The euro dominated headlines in the first quarter of 2015, but the Japanese yen and Australian dollar will be in focus later this year, analysts say, as both are likely to buckle when the Federal Reserve raises interest rates.
"The theme this year will continue to be U.S. dollar strength against the major G-10 currencies, including the Japanese yen, as well as the Australian and New Zealand dollars," ANZ senior FX strategist Sam Tuck told CNBC by phone. The U.S. dollar's dominance is so solid "the key risk event this year is the timing of the U.S. Federal Reserve raises interest rates."
The U.S. dollar index has risen 8.7 percent year to date and 22.6 percent over the past 12 months.
Of the G-10 currencies, the euro fell hardest against the U.S. dollar in the first quarter, sliding 10.7 percent on the back of the European Central Bank's quantitative easing program.
In the Asia Pacific region, the Australian and New Zealand dollars also fell, albeit by a more modest 6.9 percent and 4.5 percent, respectively, against the greenback. The Japanese yen was able to resist the U.S. dollar's rise, however. It remained stable after dropping 6.3 percent in the last two months of 2014.

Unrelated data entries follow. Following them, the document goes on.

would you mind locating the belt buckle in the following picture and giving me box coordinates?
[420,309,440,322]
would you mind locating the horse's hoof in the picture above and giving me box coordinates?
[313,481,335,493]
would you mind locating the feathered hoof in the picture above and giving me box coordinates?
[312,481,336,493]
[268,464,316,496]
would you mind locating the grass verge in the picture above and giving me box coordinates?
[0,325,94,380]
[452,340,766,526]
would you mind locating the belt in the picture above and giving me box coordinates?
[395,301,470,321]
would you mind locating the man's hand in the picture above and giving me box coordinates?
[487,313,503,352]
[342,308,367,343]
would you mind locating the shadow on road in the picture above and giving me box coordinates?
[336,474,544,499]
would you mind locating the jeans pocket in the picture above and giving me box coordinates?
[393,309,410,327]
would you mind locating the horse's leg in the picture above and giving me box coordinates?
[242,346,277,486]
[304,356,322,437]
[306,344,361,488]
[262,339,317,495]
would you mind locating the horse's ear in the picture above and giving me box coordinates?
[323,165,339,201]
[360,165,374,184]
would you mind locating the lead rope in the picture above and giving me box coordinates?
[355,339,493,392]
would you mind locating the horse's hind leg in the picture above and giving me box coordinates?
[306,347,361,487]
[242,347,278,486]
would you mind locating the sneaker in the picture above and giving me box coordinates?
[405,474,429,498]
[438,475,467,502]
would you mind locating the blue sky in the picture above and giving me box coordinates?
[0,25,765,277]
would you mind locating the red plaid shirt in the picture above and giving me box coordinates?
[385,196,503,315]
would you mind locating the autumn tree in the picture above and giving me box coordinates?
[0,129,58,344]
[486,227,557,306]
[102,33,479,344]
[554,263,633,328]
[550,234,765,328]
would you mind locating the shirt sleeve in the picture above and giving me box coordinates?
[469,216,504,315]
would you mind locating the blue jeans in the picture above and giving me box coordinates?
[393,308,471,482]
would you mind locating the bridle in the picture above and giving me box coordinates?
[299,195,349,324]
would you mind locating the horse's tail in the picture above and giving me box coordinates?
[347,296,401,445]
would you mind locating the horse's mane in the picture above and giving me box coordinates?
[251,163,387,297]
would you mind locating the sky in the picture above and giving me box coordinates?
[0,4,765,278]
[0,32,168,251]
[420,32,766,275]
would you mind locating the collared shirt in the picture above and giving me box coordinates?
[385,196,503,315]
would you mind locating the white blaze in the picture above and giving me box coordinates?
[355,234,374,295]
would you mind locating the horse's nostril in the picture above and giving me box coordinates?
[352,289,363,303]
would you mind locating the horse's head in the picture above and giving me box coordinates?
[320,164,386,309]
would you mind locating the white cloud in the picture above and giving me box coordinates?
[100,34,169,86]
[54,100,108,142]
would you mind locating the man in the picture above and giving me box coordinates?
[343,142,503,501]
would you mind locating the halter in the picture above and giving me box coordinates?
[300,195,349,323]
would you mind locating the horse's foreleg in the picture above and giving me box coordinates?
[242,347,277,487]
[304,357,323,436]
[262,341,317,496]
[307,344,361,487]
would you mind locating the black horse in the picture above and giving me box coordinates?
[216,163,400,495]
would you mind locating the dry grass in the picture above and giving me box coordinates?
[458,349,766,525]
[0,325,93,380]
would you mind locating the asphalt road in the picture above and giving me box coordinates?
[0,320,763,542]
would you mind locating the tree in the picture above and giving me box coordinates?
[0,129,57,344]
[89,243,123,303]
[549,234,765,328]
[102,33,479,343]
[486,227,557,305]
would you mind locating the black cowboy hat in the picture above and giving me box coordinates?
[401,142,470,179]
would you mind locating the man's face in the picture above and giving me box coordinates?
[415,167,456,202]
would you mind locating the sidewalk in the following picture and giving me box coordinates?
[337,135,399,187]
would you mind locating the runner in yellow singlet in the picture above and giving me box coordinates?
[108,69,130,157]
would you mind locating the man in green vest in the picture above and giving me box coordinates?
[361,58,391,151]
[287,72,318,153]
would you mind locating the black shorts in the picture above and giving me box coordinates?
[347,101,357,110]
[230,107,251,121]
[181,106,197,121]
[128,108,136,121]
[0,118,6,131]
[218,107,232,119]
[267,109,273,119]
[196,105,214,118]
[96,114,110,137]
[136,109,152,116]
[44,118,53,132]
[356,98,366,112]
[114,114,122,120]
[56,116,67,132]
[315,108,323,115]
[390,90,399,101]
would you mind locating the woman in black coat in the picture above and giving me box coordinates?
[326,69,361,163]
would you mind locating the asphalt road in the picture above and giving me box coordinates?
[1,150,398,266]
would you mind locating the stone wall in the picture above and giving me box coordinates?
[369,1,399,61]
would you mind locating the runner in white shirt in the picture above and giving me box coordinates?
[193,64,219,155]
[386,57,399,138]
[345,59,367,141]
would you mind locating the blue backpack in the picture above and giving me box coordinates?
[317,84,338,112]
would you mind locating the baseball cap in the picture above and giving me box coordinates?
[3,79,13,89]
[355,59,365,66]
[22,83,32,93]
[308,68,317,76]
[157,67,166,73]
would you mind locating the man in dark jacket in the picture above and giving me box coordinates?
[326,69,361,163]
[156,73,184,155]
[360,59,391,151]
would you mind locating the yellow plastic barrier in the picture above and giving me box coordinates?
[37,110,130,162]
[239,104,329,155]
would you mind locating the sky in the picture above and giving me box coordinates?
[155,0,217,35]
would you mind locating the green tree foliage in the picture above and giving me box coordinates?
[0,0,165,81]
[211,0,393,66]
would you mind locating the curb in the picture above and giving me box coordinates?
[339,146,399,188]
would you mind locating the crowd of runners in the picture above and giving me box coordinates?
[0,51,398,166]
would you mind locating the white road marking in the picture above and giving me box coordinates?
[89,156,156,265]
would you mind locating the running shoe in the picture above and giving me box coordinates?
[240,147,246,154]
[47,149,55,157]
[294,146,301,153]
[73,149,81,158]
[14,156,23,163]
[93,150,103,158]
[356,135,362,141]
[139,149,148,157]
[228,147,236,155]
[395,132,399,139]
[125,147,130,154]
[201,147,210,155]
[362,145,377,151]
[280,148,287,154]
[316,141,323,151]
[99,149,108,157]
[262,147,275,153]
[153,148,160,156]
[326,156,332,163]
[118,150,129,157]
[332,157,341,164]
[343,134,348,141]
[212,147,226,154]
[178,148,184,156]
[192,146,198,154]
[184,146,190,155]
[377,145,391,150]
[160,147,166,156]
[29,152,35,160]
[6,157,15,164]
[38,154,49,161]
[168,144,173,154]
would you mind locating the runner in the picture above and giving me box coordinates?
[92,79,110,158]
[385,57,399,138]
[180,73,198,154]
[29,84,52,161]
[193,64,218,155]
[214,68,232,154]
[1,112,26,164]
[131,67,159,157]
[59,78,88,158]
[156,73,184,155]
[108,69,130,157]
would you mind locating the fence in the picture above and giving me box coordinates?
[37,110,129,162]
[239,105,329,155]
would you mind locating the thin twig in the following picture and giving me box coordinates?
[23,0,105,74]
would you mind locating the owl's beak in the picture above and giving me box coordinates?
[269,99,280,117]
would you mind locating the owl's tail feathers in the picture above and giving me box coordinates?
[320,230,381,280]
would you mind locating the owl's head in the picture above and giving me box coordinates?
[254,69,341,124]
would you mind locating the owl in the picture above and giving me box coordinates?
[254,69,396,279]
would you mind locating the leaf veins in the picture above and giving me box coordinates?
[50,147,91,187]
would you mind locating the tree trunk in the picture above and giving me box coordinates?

Investors tip an imminent Fed rate hike as the likely catalyst for further dollar gains, though the timing remains uncertain.
"The U.S. dollar will peak when the Fed raises rates, probably after the Federal Open Market Committee meeting in June," Macquarie FX strategist David Forrester told CNBC by phone.
Catalyst for yen weakness
Asian central banks will also play an important role in how their currencies fare, analysts say.
For the yen, speculation that the Bank of Japan (BOJ) will ease monetary policy again is likely to trigger a renewed sell off. The Japanese currency has weakened around 29.2 percent against the dollar since April 2013 on the bank of the central bank's massive quantitative easing effort.